MOSS🍀: Multimodal OCR for Structured Markup Sequencing

English | 简体中文

MOSS is a multimodal OCR model trained from scratch on 50M+ samples for block-level document understanding. It converts document image regions into structured markup, including LaTeX for formulas, HTML for tables, and Markdown for body text. The model supports Japanese, Chinese, and English.

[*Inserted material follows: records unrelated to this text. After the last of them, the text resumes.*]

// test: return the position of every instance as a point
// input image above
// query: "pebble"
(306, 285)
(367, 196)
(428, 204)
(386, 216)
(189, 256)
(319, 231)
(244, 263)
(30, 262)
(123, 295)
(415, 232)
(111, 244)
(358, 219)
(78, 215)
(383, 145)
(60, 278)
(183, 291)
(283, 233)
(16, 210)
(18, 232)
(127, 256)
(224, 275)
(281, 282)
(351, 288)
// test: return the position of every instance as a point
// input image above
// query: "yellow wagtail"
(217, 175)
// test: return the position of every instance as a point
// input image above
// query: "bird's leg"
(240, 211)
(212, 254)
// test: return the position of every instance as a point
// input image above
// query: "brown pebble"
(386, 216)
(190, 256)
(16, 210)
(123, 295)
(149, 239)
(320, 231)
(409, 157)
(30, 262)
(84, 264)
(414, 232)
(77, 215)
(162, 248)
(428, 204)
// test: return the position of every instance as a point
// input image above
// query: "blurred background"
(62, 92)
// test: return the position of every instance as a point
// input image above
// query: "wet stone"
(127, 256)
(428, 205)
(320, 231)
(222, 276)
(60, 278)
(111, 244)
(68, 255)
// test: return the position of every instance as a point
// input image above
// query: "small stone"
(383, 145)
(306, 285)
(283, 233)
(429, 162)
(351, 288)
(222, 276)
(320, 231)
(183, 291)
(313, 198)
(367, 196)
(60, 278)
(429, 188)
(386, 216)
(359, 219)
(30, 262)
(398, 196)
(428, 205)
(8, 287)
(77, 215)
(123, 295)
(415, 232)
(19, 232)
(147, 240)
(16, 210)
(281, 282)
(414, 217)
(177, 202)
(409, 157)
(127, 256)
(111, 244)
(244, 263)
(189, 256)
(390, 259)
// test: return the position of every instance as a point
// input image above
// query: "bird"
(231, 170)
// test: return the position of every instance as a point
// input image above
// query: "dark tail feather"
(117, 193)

Repository: github.com/patsnap/Hiro-MOSS-OCR

News and Updates

Recent updates

2026-05-28 - CUDA Graph and vLLM inference can now resolve the Hugging Face Hub repo id directly, so PatSnap/Hiro-MOSS-OCR-0.3B works without manually downloading the checkpoint first.
2026-05-28 - Added a Transformers AutoModelForCausalLM quick-call path for smoke tests. This path is convenient but slower than the CUDA Graph and vLLM backends.
2026-05-26 - Hiro-MOSS-OCR-0.3B is available on Hugging Face.
2026-05-26 - The repository includes both local CUDA Graph inference and vLLM serving examples.

Highlights

Trained from scratch on 50M+ samples: built specifically for structured OCR and document image understanding.
Structured outputs: formula recognition, table reconstruction, and text extraction in task-specific markup formats.
Compact model size: about 320.8M parameters.
Any-resolution image support: NaViT-style visual encoding with 2D RoPE.
Multiple inference paths: Transformers quick calls, local CUDA Graph inference, and vLLM serving with an OpenAI-compatible client.

Model Overview

Component	Details
Training	Trained from scratch on 50M+ samples with any-resolution images
Encoder (~90M)	NaViT with 2D RoPE
Connector (~13.5M)	SwiGLU with patch merger
Decoder (~216.6M)	Transformer decoder with pre-norm, RoPE, GQA, and SwiGLU
Total parameters	~320.8M

Supported Tasks

Task	Output format
`math`	LaTeX
`table`	HTML
`text`	Markdown

Languages: Japanese, Chinese, English.

Benchmarks

OmniDocBench v1.5

Evaluation with ground-truth layout labels.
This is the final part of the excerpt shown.